Depuis six ans, dans plus d’une douzaine de pays, Zed Nelson photographie la mise en scène de la nature dont nous sommes devenus les maîtres, ces « monuments factices à ce que nous avons perdu ». En prenant de la distance, en incluant les hors-champs et en révélant ainsi l’artifice, sa série baptisée L’illusion de l’Anthropocène est faite d’images non spectaculaires, non « consommables » facilement. Pour mieux méditer le phénomène global de déconnexion de la nature et d’auto-illusion collective.

restaurant avec vue sur les pingouins
Au Chimelong Penguin Hotel de Zhuhai, ici en 2017, les visiteurs peuvent dîner avec des manchots en captivité dans un restaurant de 1 600 places, décoré sur le thème des glaciers. L’hôtel chinois propose également des rencontres avec ces mêmes oiseaux au « pavillon des pingouins », et un spectacle au « théâtre du palais des glaces ». 70 % des colonies de manchots empereurs sauvages, qui ont vécu pendant des millions d’années, pourraient disparaître d’ici 2050 en raison du changement climatique.
promenade avec des lions domestiqués
Une « balade avec des lions » à Ukutula, près de Johannesburg, en 2023. Il existe environ 300 fermes d’élevage de lions en Afrique du Sud, abritant jusqu’à 12 000 individus.

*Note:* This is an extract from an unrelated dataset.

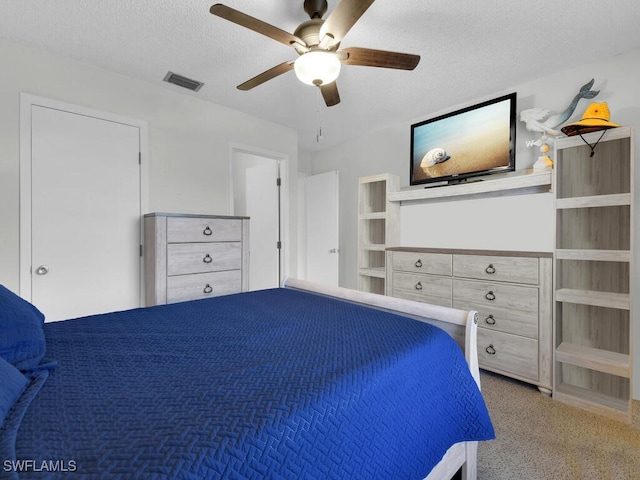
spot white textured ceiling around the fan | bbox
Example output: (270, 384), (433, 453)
(0, 0), (640, 151)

Ces installations commerciales vendent souvent aux touristes la possibilité de caresser et nourrir des lionceaux, et de se promener avec de jeunes lions nourris au biberon depuis leur naissance.

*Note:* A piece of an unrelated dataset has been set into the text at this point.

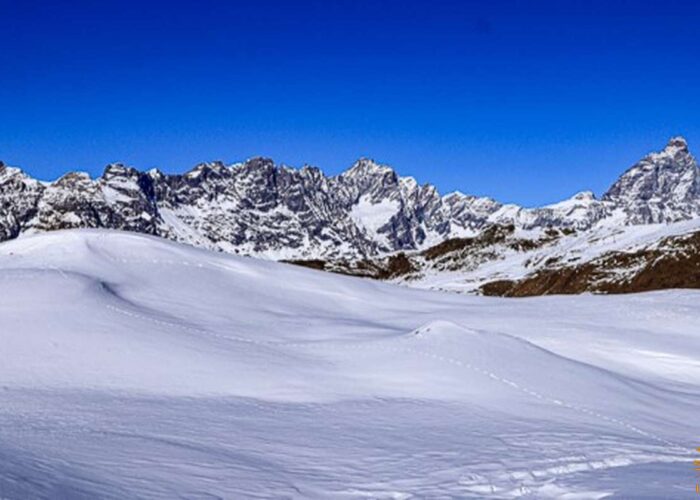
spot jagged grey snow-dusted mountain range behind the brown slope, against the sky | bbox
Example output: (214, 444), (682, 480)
(0, 138), (700, 260)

transats sur une plage artificielle
Le centre de vacances Tropical Islands de Krausnick, près de Berlin, ici en 2017. Il se trouve à l’intérieur d’un dôme plus haut que la statue de la Liberté et dispose d’une plage de sable, d’une serre à papillons et de la plus grande forêt tropicale intérieure d’Europe, d’une superficie de 10 000 m2.
tours végétalisées
Le parking de l’hôtel Parkroyal Collection Pickering, à Singapour, en 2022. L’initiative « Garden City » de la cité-État a été lancée dans les années 1960, parallèlement à l’urbanisation rapide, pour incorporer la nature au nouveau paysage de la ville. Si celle-ci est reconnue pour sa propreté et sa verdure, ces ambitieux efforts de verdissement ont un coût caché. Pour maintenir une image immaculée, le gouvernement et les urbanistes ont recours à des pulvérisations de pesticides à une échelle industrielle. Les produits chimiques utilisés empoisonnent également les espèces non ciblées, notamment les abeilles, les papillons et les oiseaux.

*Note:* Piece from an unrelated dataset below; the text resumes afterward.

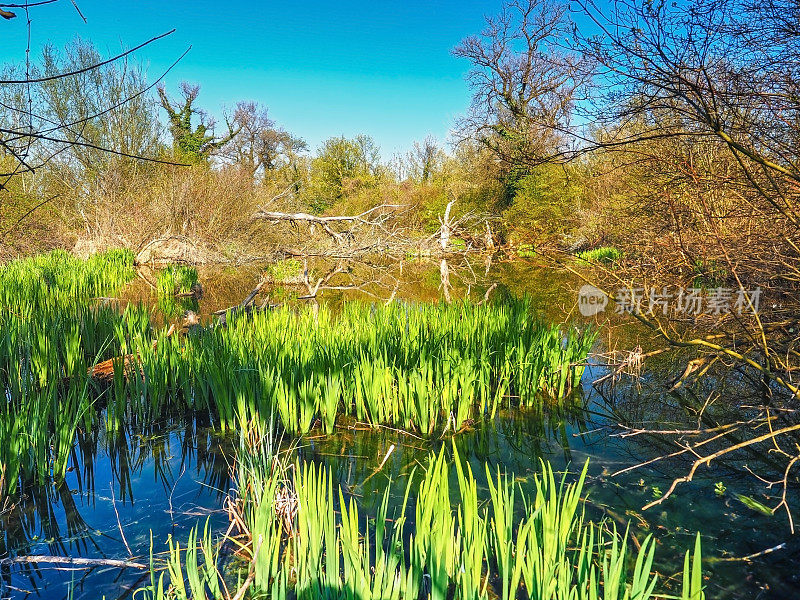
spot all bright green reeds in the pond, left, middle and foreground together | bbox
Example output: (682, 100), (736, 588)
(0, 251), (703, 600)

petite fille escaladant une fausse montagne
Inauguré en 1970 à Rimini, l’« Italie en miniature » est un parc à thème de 85 000 m2, qui reproduit les différentes régions du pays. Ici, en 2018, la réplique de la région montagneuse des Dolomites. Connu pour ses 5 000 arbres miniatures, le parc accueille 500 000 visiteurs par an.
ours polaire devant un mur peint
Un ours polaire dans le zoo forestier de Dalian, en Chine, en 2017. L’ours blanc est le plus grand carnivore terrestre du monde, pesant jusqu’à 800 kg et mesurant jusqu’à trois mètres. L’enclos typique d’un zoo représente un millionième de son espace de vie à l’état sauvage.
pique-nique avec un guerrier traditionnel masaï
Les parcs nationaux et les réserves du Kenya offrent aux touristes la possibilité de voir des animaux sauvages dans ce qu’il reste de leur habitat naturel. Ici, dans le Masai Mara, en 2023, les visiteurs rejouent la scène du pique-nique romantique du film Out of Africa de Sydney Pollack (1985). Des membres de l’ethnie masaï sont recrutés pour donner de l’« authenticité » à l’expérience.
un chimpanzé devant un mur peint
Les peintures murales naturalistes sont devenues monnaie courante dans les zoos du monde entier, afin de donner aux visiteurs l’impression que les animaux vivent dans leur habitat naturel. Ici, un chimpanzé dans le parc animalier de Shanghai, en Chine, en 2017.